Be Careful with --aggressive
git gc --aggressive tells Git to spend more CPU time trying to optimize object packing:
git gc --aggressive
It is not a magic speed button. On many repositories, the extra work gives little benefit compared with normal git gc, and it can take a long time on large histories. Use it only when you have measured a real repository-size or performance problem and can afford the maintenance window.
For day-to-day work, prefer plain git gc. If your repository regularly needs aggressive cleanup, the deeper issue is often large files, generated artifacts, or a workflow that creates lots of unreachable history.
Use Modern Git Maintenance for Ongoing Care
Recent Git versions include git maintenance, which can schedule background tasks such as prefetching, commit-graph updates, and incremental repacking depending on your platform and configuration.
To run maintenance once:
git maintenance run
To enable scheduled maintenance for your user account:
git maintenance start
Check your Git version and local documentation before relying on scheduled maintenance in automation, because the exact scheduler integration differs by operating system and Git build.

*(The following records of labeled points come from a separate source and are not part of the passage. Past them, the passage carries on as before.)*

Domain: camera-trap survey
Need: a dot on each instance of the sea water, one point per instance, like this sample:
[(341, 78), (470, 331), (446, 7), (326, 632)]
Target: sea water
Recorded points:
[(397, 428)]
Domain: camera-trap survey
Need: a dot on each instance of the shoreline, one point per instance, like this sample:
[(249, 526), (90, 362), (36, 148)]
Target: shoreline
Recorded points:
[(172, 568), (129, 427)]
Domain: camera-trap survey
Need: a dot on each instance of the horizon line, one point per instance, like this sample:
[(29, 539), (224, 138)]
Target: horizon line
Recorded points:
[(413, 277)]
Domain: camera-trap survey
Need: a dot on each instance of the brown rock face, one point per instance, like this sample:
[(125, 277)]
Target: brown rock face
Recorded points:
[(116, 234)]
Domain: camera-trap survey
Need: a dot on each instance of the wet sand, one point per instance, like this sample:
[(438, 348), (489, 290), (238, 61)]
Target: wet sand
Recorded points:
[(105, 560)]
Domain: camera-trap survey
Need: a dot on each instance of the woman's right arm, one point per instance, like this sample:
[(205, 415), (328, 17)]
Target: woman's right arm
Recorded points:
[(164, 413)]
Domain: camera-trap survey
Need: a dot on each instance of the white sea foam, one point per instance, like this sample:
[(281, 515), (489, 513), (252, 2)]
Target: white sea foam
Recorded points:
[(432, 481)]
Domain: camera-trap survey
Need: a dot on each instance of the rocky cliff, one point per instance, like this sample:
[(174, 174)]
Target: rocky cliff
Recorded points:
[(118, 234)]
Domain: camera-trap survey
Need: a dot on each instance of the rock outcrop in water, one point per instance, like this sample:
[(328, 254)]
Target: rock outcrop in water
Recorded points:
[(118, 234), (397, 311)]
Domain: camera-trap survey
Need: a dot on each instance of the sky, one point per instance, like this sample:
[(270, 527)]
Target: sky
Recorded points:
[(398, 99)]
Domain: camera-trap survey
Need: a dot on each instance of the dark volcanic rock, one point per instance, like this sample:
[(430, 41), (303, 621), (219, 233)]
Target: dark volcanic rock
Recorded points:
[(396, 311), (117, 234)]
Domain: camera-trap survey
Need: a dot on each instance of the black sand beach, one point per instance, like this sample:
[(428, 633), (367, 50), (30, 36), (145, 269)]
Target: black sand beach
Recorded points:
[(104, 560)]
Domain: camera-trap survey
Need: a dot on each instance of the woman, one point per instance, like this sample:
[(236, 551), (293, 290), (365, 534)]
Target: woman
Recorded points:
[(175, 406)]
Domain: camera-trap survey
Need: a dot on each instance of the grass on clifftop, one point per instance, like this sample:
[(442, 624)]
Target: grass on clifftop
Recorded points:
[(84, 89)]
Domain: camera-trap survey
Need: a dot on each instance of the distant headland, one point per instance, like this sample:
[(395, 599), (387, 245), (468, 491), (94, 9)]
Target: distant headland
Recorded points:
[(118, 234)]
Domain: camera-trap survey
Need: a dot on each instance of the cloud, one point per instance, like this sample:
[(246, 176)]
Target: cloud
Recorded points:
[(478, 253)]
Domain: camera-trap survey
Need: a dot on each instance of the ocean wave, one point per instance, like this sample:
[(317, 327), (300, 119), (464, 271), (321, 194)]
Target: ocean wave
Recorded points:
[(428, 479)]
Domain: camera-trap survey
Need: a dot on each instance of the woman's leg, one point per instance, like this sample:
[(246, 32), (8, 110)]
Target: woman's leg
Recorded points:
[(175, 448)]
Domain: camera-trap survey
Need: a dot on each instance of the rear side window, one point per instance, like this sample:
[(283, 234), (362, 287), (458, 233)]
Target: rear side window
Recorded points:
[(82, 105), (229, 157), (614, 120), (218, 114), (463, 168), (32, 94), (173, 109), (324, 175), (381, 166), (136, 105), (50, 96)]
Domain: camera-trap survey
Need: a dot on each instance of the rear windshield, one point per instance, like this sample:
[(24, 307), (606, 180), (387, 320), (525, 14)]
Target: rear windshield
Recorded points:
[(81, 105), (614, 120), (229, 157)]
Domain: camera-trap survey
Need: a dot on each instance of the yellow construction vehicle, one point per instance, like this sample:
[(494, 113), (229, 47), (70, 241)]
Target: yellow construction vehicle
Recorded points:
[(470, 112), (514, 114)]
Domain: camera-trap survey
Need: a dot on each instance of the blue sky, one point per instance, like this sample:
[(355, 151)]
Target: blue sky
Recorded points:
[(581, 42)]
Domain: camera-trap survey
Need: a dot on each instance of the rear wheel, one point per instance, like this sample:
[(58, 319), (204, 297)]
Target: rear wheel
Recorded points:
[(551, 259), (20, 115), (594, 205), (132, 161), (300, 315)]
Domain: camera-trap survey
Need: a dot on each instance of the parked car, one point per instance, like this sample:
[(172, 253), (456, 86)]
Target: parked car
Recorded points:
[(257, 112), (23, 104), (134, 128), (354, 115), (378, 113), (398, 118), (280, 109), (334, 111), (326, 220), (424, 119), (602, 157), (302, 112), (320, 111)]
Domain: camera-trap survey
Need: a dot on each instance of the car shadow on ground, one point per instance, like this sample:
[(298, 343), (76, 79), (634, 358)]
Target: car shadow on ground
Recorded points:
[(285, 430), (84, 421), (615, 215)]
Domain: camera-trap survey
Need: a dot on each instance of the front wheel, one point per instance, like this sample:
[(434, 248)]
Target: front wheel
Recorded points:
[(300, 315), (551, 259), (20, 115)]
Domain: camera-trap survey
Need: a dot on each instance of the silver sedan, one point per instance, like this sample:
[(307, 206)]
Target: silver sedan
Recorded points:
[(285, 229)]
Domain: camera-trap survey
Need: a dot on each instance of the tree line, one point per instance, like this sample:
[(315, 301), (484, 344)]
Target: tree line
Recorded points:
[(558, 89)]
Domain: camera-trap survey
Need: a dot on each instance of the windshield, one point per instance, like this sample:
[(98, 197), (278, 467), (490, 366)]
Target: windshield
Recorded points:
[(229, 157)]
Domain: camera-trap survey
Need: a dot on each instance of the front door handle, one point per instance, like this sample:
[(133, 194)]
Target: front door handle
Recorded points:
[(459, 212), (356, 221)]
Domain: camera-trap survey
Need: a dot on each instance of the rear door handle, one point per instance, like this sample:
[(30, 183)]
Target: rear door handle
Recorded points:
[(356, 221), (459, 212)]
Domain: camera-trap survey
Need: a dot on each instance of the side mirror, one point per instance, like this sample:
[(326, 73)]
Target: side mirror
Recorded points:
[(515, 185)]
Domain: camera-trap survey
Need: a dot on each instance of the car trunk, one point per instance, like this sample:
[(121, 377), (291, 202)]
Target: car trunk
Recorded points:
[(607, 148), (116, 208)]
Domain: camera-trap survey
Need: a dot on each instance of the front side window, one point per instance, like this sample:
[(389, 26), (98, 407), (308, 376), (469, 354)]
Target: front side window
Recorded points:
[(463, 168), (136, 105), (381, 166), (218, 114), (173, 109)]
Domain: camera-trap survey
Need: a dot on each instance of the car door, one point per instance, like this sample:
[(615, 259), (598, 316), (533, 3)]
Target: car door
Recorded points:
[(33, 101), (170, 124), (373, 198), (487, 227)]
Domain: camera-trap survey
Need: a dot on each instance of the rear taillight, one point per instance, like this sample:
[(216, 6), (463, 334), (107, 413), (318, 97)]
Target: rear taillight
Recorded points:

Practical Cleanup Workflow
A safe cleanup flow for a local repository looks like this:
git status
git count-objects -vH
git gc
git count-objects -vH
Make sure your working tree is clean before maintenance. Git can run garbage collection with local changes present, but a clean tree removes doubt if you need to troubleshoot afterward.
For a shared bare repository on a server, schedule maintenance during a quiet period. Avoid running heavy repacks during peak CI activity, because clone, fetch, and push operations may compete for disk and CPU.
When Garbage Collection Will Not Help
Garbage collection cannot fix every slow Git repository. It will not remove files that are still reachable in history. It will not make a monorepo small if the active history genuinely contains years of large assets. It will not repair a corrupt repository by itself.
If performance is still poor after normal cleanup, look for these causes:
- Large binary files committed directly to Git.
- Too many generated files tracked in the repository.
- Antivirus or filesystem indexing scanning
.giton every operation. - Slow network storage hosting the working tree.
- Very large working trees where sparse checkout may help.
Use git gc as maintenance, not as a substitute for repository hygiene. Run normal cleanup when object counts grow, avoid aggressive cleanup unless you have measured a need, and treat large tracked artifacts as a workflow problem to fix at the source.